Up top are the power button and two buttons on either side of it for the volume. On the back are the aforementioned belt clip and two ports: an auxiliary jack and a Micro-USB port for charging.
Setup is easy enough. Simply press the button once to turn it on and then quickly press it twice. When the star flashes blue, Bluetooth mode is on. After you pair it with your device (BoomBotix's instructions read that the device will show up as "BT-A2DP," but it showed up on my handset as simply "Bombot2"), you can begin playing music.

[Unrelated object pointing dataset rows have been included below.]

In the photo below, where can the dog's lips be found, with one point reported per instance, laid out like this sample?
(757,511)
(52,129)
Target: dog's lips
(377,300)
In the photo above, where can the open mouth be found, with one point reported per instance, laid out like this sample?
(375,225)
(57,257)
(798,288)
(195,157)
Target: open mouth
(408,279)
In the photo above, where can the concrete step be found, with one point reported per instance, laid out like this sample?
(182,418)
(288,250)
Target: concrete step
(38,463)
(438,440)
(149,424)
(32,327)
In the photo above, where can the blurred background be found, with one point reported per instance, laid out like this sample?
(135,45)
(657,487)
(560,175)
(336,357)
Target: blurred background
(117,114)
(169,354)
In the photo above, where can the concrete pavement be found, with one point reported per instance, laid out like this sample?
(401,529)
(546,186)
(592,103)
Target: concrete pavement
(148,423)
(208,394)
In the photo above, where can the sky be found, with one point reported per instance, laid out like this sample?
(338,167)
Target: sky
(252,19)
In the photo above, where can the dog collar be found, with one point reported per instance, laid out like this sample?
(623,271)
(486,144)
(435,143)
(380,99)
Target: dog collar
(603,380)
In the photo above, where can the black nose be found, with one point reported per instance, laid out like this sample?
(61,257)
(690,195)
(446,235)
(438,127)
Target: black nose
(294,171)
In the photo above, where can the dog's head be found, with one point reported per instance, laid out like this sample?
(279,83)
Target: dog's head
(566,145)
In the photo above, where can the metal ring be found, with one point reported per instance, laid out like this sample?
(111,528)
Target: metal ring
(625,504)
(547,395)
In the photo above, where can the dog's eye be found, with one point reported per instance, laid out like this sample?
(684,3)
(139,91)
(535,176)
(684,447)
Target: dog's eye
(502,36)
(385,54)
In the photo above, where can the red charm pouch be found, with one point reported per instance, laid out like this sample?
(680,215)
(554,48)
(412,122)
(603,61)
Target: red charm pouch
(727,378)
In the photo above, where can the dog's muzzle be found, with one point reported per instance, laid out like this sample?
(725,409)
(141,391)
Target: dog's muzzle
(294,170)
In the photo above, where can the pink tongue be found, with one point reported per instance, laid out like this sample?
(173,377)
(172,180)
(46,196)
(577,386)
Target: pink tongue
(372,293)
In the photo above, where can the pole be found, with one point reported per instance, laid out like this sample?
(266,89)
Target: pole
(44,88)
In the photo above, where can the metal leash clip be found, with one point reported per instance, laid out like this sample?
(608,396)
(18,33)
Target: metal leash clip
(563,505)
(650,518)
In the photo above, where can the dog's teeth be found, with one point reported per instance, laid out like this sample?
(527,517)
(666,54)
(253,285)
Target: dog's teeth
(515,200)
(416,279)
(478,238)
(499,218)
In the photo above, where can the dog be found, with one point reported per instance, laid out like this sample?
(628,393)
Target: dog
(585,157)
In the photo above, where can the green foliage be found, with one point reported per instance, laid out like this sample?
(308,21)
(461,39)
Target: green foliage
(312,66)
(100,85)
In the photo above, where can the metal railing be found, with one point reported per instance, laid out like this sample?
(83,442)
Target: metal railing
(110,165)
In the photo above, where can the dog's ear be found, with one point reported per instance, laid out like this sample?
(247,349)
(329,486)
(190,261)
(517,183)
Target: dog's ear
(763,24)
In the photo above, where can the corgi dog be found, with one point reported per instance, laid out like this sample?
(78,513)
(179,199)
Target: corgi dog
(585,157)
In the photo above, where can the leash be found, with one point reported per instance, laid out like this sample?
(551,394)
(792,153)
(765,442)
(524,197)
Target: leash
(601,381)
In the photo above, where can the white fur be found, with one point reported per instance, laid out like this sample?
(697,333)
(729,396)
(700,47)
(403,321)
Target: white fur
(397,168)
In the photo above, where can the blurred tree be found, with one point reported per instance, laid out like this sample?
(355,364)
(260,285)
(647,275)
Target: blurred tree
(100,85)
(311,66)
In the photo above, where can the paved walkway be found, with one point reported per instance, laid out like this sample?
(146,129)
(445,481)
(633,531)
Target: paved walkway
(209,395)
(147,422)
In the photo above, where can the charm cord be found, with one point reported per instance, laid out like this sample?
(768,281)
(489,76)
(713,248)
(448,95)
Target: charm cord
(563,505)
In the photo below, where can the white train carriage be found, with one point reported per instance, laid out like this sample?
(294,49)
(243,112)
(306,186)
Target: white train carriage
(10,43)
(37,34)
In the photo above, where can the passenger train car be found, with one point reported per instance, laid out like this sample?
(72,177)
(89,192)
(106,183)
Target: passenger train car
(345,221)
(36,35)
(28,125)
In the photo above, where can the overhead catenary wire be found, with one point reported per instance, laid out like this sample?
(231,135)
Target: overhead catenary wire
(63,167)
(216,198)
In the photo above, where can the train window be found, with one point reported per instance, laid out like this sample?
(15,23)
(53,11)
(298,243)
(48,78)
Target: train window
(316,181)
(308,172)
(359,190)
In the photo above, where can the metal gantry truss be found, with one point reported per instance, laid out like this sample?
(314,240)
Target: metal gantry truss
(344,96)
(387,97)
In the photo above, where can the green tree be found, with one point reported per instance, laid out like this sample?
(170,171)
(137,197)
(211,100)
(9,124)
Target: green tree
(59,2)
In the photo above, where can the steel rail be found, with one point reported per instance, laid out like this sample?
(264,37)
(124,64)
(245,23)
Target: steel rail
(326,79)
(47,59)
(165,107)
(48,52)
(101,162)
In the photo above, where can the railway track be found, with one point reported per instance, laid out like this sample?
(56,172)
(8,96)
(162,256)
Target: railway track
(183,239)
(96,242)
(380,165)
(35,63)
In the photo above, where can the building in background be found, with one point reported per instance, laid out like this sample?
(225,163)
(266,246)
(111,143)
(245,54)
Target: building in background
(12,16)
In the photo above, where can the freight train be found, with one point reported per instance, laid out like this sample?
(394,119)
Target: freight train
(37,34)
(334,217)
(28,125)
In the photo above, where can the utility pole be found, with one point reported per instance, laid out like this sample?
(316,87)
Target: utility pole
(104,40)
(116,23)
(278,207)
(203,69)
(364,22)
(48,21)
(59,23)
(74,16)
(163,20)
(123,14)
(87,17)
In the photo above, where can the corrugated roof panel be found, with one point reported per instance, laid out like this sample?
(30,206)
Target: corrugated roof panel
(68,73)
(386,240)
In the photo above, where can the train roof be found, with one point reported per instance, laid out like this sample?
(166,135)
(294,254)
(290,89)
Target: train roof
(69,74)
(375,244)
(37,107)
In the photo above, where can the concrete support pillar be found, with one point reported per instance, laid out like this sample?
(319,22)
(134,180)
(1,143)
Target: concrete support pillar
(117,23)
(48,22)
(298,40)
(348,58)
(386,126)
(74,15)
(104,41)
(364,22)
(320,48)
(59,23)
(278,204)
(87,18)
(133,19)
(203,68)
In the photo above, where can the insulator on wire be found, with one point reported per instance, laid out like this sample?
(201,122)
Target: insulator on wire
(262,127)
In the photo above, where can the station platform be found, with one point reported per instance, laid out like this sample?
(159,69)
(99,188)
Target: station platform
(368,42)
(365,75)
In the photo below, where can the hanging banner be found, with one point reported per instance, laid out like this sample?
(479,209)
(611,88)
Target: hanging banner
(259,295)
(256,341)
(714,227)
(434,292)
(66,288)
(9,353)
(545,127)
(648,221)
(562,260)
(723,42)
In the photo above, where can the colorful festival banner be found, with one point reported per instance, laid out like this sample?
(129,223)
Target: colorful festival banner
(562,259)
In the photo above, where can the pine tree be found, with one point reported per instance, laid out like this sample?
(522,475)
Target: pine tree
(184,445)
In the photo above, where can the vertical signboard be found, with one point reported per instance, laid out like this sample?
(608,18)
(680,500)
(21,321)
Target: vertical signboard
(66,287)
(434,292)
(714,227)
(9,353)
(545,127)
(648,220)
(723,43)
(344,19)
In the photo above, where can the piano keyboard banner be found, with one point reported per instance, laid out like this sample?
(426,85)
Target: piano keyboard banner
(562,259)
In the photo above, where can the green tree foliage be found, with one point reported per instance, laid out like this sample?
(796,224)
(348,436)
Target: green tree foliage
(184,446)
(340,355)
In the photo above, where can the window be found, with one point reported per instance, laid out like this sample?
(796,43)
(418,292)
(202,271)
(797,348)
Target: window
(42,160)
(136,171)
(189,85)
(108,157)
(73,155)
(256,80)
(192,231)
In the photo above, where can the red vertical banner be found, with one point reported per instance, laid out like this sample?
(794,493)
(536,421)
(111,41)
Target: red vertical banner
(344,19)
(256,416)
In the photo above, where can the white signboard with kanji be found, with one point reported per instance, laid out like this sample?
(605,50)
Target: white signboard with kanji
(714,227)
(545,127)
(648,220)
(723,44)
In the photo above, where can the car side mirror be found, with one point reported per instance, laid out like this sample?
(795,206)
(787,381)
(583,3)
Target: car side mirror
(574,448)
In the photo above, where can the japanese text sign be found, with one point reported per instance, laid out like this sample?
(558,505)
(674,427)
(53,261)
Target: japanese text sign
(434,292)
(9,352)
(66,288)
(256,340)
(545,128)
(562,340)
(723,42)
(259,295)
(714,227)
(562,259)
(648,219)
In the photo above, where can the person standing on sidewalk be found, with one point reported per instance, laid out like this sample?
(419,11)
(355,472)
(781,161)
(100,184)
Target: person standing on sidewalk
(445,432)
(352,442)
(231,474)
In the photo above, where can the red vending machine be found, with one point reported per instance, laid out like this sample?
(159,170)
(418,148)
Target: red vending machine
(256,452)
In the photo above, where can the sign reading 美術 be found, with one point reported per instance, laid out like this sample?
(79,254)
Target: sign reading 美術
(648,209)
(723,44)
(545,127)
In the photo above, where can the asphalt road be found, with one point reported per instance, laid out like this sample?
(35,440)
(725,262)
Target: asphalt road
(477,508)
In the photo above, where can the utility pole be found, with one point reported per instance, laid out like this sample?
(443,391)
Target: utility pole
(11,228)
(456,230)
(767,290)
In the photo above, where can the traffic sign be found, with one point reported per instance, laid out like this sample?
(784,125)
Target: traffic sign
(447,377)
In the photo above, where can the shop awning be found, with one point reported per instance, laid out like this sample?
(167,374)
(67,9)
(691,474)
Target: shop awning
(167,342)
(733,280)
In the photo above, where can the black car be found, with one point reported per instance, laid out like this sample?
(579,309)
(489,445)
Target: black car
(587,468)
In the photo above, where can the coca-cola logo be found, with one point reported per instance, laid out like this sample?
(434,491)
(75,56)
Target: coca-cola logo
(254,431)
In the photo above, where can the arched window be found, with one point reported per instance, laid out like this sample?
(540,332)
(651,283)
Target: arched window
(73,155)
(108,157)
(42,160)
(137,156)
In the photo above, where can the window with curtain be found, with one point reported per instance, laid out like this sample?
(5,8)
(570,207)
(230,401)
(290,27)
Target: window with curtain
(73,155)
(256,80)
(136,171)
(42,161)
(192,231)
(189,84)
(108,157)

The sound quality on the BB2 is perfectly adequate. At max volume, the device can easily fill a large room with music. At midvolume, sound is rich and full of depth. There was no extraneous buzzing or tinniness. The bass isn't robust, and if you have an iPhone or iPod, it helps to choose "bass reducer" in the sound equalizer settings.
Boombotix reports that the speaker's range is about 30 feet with no walls in between. When I tested it out, signal got noticeably weak about 35 feet out. Audio clipped in and out and if I turned my back to the BB2, the music would stop altogether. Within the 30 feet range, however, music played consistently and reliably, even with my back to the device.
On Bluetooth, the BB2 has a reported continual play time of 6 to 8 hours, depending on volume. With a headphone connection, its battery time bumps up to 8 to 12 hours, and it takes about 1.5 hours to regain a full charge.
Though it's sure to catch a lot of attention at any small get-together, if you're an audiophile who prioritizes sound quality, the Boombot2 is not for you. However, if you're looking for a neat gift for a teenage relative, the BB2 isn't a bad choice. Its fun design is geared toward a younger audience of people with active lifestyles, and if your gift target appreciates quirky aesthetics, this should be right up his or her alley.